The USA Today is calling for foreign air carriers to put under the same new rules the domestic carriers have about keeping passengers cooped up on the tarmac. The article cites the fact that there were two dozen planeloads of passengers on the tarmac at JFK airport during the storm last week. Based on that, the USA Today wants more regulation. If you strand passengers now it’s a $27,000 per passenger fine, or over $2,000,000 per plane. It’s a good regulation if you only measure progress against stranding passengers.
How have the airlines avoided the fines. Simple, they just cancel the flight if there is any chance whatsoever there might be a 3 hour delay and they would have $2,000,000 per plane in fines. Since the regulation went into effect the percentage of flights cancelled has gone through the roof.
There is no question that the DOT regulations have reduced long tarmac delays for domestic passengers. The effects of the regulations on flight cancellation policies are less certain. According to Joshua Marks of Marks Aviation and Darryl Jenkins of The Airline Zone, who conducted a study titled “Summer 2010 Cancellations and the Five-Month Impact of the Three-Hour Tarmac Rule,” flight cancellations rose 18% over the same five-month period in 2009, potentially affecting 384,000 passengers, even though weather conditions in 2010 were better than those in the previous year.
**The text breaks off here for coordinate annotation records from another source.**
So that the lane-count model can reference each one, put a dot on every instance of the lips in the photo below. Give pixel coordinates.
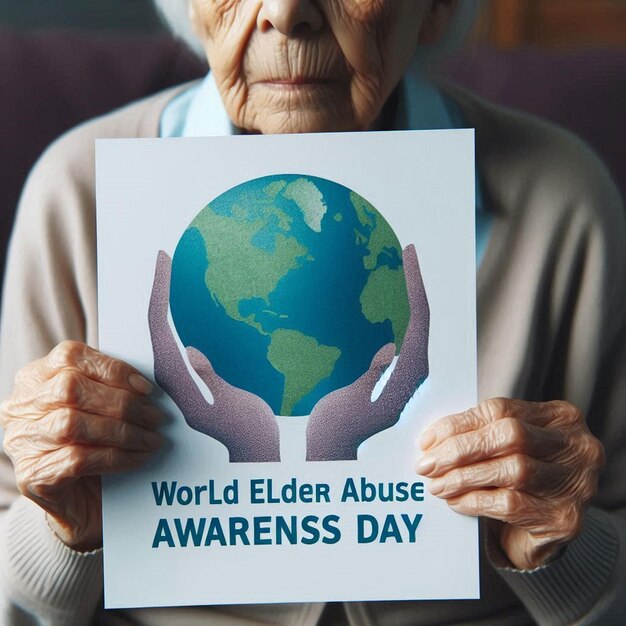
(297, 81)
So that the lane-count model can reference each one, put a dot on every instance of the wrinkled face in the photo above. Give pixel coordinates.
(309, 65)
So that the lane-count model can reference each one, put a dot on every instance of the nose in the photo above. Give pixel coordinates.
(289, 17)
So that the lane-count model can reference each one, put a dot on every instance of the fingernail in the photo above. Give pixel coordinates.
(152, 416)
(140, 384)
(437, 486)
(427, 439)
(425, 465)
(152, 441)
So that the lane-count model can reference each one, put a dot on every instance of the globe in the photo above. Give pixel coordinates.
(289, 285)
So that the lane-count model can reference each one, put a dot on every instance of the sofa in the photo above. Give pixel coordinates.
(54, 80)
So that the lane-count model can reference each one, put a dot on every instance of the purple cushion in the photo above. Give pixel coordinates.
(53, 81)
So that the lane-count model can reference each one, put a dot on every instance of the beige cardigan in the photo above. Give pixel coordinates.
(552, 324)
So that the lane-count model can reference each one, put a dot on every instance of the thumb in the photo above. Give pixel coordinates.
(203, 367)
(381, 361)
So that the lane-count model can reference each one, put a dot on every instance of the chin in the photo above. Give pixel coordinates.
(303, 112)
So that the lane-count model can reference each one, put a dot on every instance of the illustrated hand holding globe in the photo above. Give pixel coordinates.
(345, 418)
(257, 263)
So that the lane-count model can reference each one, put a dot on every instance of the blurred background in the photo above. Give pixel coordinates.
(558, 24)
(64, 61)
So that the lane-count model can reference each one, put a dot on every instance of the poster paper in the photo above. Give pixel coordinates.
(307, 305)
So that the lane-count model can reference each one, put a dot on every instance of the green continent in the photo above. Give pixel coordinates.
(378, 234)
(303, 362)
(309, 200)
(384, 297)
(237, 269)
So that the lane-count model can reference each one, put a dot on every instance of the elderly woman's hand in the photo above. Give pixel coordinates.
(72, 416)
(531, 466)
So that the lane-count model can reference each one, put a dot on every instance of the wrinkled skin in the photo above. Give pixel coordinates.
(72, 416)
(304, 66)
(530, 466)
(312, 66)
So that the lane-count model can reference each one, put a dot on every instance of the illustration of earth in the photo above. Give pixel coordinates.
(289, 285)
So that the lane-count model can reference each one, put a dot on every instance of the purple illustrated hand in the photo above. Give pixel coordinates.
(345, 418)
(240, 420)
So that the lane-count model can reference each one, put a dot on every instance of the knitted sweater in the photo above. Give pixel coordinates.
(552, 324)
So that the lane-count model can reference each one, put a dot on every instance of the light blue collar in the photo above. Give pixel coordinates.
(199, 112)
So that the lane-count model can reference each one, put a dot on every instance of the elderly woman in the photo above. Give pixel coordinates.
(552, 327)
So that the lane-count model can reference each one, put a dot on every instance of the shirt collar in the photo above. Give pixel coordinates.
(199, 112)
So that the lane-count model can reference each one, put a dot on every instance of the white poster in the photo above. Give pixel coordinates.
(306, 305)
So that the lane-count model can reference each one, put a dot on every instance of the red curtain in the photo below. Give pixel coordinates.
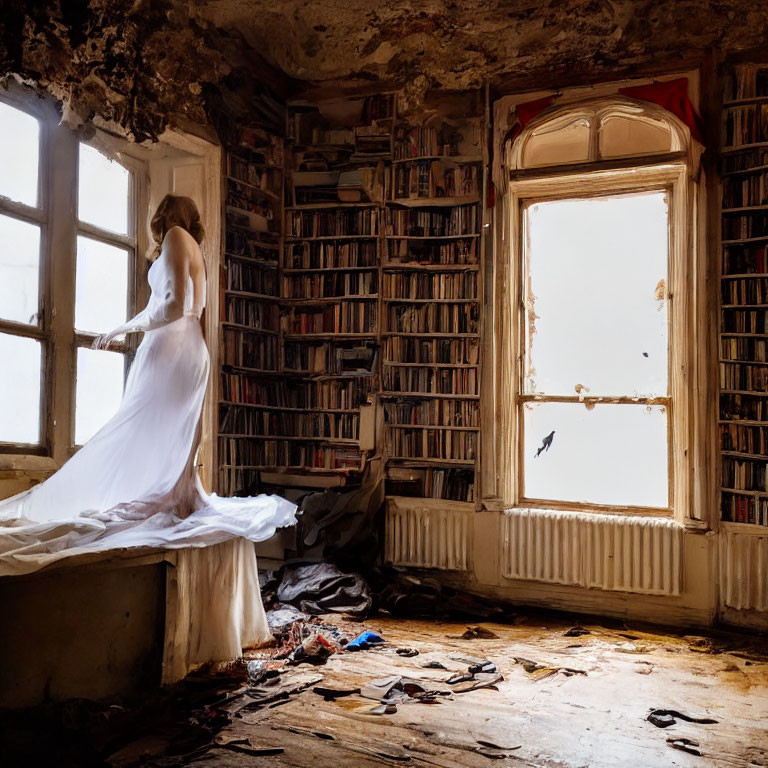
(670, 94)
(673, 96)
(525, 112)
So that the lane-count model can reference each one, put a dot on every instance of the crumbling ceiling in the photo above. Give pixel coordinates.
(145, 63)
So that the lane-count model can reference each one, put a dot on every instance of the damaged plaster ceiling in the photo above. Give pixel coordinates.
(144, 64)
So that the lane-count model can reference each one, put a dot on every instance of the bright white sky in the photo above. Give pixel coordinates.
(595, 268)
(101, 283)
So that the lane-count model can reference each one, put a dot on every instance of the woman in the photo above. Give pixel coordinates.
(134, 483)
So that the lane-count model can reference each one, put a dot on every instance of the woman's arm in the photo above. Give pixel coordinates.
(171, 306)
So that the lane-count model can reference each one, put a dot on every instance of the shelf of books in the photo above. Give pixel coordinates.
(330, 276)
(744, 298)
(431, 287)
(250, 295)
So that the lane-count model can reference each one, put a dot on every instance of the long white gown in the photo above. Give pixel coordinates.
(134, 483)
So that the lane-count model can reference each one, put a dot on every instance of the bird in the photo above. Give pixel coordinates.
(545, 443)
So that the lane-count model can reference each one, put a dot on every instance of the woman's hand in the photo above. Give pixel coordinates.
(103, 341)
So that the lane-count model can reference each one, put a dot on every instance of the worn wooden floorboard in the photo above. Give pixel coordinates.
(594, 720)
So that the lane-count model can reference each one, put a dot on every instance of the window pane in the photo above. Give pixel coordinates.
(606, 454)
(597, 301)
(101, 292)
(100, 377)
(19, 151)
(19, 270)
(19, 389)
(103, 187)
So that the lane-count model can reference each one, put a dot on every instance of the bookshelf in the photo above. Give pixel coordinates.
(743, 340)
(250, 312)
(330, 277)
(351, 322)
(431, 298)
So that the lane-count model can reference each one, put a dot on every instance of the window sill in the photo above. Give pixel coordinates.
(15, 462)
(587, 513)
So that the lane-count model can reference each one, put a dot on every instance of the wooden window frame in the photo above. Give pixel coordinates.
(56, 215)
(670, 178)
(693, 308)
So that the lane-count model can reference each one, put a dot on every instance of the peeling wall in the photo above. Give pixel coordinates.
(140, 66)
(143, 65)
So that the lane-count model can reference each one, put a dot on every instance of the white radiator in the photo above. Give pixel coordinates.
(743, 570)
(628, 554)
(427, 535)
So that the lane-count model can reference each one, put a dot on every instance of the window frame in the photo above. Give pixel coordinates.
(692, 307)
(655, 178)
(57, 217)
(40, 216)
(127, 242)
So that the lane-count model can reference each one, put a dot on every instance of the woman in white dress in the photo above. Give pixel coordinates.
(134, 483)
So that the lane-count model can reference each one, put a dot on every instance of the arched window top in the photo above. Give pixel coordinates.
(596, 131)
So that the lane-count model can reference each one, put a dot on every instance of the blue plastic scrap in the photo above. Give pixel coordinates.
(364, 641)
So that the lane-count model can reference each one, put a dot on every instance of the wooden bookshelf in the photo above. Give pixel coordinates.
(250, 295)
(431, 299)
(365, 291)
(743, 338)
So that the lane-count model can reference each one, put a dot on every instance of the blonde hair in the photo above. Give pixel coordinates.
(175, 211)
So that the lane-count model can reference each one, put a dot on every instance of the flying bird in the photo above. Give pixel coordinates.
(545, 443)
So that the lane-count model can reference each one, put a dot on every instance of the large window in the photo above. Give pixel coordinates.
(595, 391)
(104, 270)
(67, 264)
(595, 409)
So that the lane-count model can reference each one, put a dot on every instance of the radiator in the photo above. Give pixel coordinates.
(612, 552)
(433, 535)
(743, 570)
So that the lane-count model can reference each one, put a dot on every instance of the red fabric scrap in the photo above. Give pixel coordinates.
(673, 96)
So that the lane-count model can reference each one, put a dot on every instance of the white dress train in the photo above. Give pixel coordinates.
(134, 483)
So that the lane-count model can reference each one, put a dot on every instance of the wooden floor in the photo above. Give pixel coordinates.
(542, 718)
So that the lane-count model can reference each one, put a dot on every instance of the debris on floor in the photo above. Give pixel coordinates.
(319, 588)
(457, 704)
Marks and Jenkins argue that airlines’ systematic cancellation of flights is a pre-emptive tactic designed to avoid tarmac delay fines, and that the number of passengers helped by the three-hour rule is far lower than the number of passengers adversely affected by these anticipatory cancellations.
The USA Today is right, no domestic passengers were stranded on the tarmac during the storm in NYC, they were stranded at the airport for days. As soon as the threat of tarmac stranding looked possible, every domestic airline cancelled every domestic and foreign flight. The stranded, when this happens, doesn’t just occur at the airport where the storm happened, it happens at almost every airport that is scheduled to fly into that airport when the cancellations start.
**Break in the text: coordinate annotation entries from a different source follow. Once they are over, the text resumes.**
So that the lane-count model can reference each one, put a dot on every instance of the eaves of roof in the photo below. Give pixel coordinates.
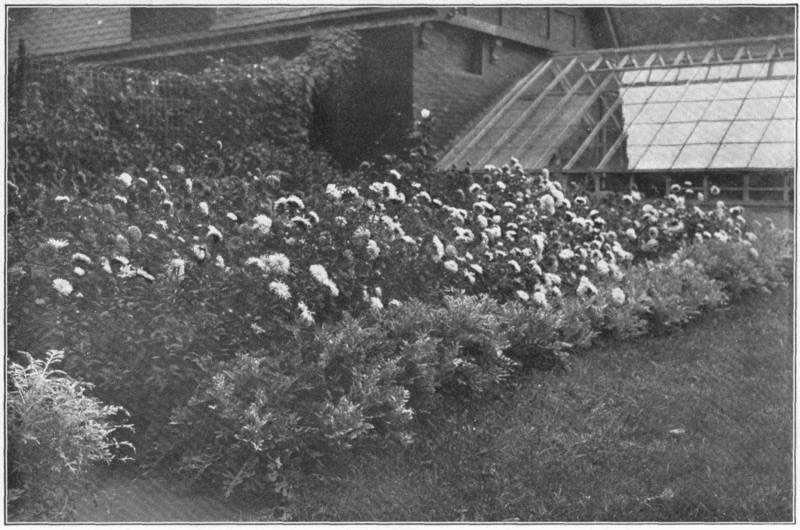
(273, 31)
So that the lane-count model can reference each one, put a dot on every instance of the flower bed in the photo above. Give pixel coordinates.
(250, 322)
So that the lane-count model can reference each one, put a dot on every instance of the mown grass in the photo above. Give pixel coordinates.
(696, 425)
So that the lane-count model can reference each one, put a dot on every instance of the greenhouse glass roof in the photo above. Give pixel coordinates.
(714, 105)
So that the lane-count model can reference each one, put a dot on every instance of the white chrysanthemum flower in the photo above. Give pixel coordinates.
(566, 253)
(83, 258)
(321, 275)
(262, 223)
(277, 263)
(144, 274)
(332, 191)
(551, 279)
(438, 249)
(306, 316)
(214, 233)
(125, 179)
(280, 289)
(618, 296)
(258, 262)
(176, 269)
(105, 265)
(451, 265)
(57, 244)
(62, 286)
(375, 303)
(540, 298)
(373, 250)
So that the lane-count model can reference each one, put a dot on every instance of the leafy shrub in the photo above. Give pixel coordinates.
(55, 433)
(674, 290)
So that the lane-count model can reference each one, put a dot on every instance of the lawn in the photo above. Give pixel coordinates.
(695, 425)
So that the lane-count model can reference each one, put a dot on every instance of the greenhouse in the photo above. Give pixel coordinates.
(722, 111)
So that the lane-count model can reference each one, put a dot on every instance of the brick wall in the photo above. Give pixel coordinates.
(49, 30)
(455, 96)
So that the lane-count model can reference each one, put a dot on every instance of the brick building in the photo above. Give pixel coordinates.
(453, 61)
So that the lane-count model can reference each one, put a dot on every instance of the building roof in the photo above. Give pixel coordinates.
(709, 105)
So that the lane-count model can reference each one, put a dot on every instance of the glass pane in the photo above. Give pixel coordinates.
(733, 155)
(637, 94)
(723, 71)
(783, 68)
(786, 108)
(709, 132)
(635, 152)
(723, 110)
(668, 93)
(774, 155)
(655, 112)
(701, 92)
(630, 112)
(688, 111)
(674, 133)
(745, 131)
(768, 89)
(780, 131)
(757, 109)
(693, 73)
(734, 89)
(695, 156)
(754, 70)
(642, 133)
(658, 157)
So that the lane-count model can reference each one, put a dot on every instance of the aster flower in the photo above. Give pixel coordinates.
(62, 286)
(280, 289)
So, this regulation works like most government regulation, to avoid the 1,000 situations of tarmac delays in 2009, we now have hundreds of thousands of flight cancellations we might not have had if the airlines went not in mortal fear of the huge fines. To keep 15,000 fliers from misery on the tarmac, we cancel the flights of hundreds of thousands of fliers.
Before the regulation went into effect, the airlines were cutting tarmac delays since every one became a media event and hurt their business and bottom line. The market was fixing the problem. But, our government wanted to get some publicity for fixing it faster. So, in normal fashion they put in regulations that fix what was already being fixed and created a bigger problem for travelers.